The Tasmanian trial will be based in the Clarence region of Hobart to concentrate on diabetes sufferers, and the longer Queensland trial will also concentrate on diabetics. The trial will involve the recording of vital data about patients, plus the capture of information about each visit that they made to a health care contact point. Dr Rowlands, who had been recruited from Queensland Health to help manage the Federal project, said the fast track trials would be used to highlight issues and problems, rather than resolve them. The thorniest issues are expected to be security, privacy, access control and how to capture data.

"The purpose of these trials is to test the core concepts of HealthConnect in a live setting," he said. Dr Rowland's speech was given to a tightly-packed audience of over 100.


NSW UPI IN 2003

Dr Tony Sara, associate director of clinical information systems at the South Eastern Sydney Area Health Service (SESAHS) and principal research fellow for the Initiative for e-Health at the University of Wollongong, joined with SESAHS colleague Linda Holen, who is now the manager of the state UPI project, to deliver a presentation to the HIC2002 conference on a Sydney trial.

Dr Sara said he expects a "working state" of the system to be available for the whole of New South Wales in 12 months.

"If you do it right the first time, you will save yourself lots of money," he said, to appreciative murmurs from the crowded audience of health informatics professionals.Dr Sara said the project grew from a test implementation of UPI within SESAHS to a "pilot" on mental health patients, and his team would be tasked with implementing a state-wide trial.

"Given the response we have had for the State UPI, we will have a working state of the UPI in 12 months," he said. "We hope to report on that at the next HIC conference."Dr Sara said the system would need "high quality data" to succeed, as well as a "bullet-proof" UPI implementation.

"That John Smith in front of you has to be the John Smith you have on your screen. Patients die if you get it wrong," he said.

The UPI is simply a number, but the system surrounding it is more complex. Attached to the UPI number is the patient's first name, surname, gender, date of birth and Medicare number.

The complexities come when a patient cannot provide some of these details, or there is the potential for duplication of records. A large part of the trial was spent developing a probabilistic matching algorithm to ensure that patients were not issued multiple UPIs.

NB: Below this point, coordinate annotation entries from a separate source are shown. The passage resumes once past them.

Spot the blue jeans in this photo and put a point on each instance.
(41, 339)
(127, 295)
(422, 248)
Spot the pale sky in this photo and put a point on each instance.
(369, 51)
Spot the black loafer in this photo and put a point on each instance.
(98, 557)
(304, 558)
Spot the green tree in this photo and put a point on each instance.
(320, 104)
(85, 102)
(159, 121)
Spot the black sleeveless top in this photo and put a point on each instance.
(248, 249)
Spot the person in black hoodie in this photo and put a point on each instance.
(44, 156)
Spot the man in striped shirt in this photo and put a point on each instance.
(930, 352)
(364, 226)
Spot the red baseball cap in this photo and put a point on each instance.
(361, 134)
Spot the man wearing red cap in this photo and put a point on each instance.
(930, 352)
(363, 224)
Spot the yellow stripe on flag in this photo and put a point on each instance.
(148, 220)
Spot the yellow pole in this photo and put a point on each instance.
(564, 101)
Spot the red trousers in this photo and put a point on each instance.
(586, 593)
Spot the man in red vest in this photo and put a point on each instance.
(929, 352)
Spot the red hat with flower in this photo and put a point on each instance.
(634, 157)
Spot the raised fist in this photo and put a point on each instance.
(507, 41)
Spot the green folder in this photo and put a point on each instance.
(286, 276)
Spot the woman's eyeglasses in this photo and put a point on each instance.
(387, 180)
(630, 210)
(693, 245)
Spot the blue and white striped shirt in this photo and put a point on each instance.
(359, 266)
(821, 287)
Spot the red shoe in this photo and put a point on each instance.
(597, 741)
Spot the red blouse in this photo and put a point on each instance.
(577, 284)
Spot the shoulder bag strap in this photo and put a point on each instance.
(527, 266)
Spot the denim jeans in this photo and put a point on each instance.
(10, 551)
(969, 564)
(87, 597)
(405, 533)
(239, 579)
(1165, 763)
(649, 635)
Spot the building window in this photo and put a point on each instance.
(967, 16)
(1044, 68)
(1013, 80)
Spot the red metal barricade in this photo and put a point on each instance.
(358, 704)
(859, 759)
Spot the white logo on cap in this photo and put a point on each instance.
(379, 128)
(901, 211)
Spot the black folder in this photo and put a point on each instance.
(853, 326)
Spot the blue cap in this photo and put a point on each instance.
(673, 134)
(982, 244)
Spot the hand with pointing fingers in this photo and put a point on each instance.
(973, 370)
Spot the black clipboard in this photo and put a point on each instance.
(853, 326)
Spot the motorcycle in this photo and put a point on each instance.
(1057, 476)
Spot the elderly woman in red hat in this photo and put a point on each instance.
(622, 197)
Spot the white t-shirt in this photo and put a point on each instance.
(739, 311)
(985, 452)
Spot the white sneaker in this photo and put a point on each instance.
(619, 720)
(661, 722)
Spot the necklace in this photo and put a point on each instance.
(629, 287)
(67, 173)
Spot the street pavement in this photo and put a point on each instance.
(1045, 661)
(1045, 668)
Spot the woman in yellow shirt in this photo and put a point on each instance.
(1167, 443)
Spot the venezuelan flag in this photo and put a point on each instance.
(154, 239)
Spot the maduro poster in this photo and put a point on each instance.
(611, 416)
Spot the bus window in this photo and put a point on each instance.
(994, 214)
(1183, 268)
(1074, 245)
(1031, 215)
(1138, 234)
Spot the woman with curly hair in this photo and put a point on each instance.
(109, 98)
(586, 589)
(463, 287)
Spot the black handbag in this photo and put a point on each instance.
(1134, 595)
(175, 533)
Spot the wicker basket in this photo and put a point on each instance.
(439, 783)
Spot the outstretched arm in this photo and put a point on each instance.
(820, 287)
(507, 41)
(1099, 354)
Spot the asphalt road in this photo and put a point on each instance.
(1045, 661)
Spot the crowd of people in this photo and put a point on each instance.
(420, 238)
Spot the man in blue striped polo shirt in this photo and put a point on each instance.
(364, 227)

Ms Holen said that privacy was a "major constraint" to the project, as the NSW Privacy and Personal Information Protection Act prevented the SESAHS from disclosing vital patient information. After what Ms Holen described as "extensive consultation" with NSW Privacy Commissioner Chris Puplick, the SESAHS was allowed disclosure for the trial.

To implement the UPI, the SESAHS selected the e*Index application from SeeBeyond, which consolidates data from disparate databases behind a global identifier. Ms Holen said there was some local customisation needed for the application, but that this was a minor issue, and the fact that the SESAHS used version 4.1.1, which was newer than what a lot of sister organisations were using, caused more trouble in terms of staff retraining.

The SESAHS comprises 18 hospitals and health centres in various locations in inner Sydney, including Kings Cross, Surry Hills, Randwick, Kogarah, Darlinghurst and Waverley.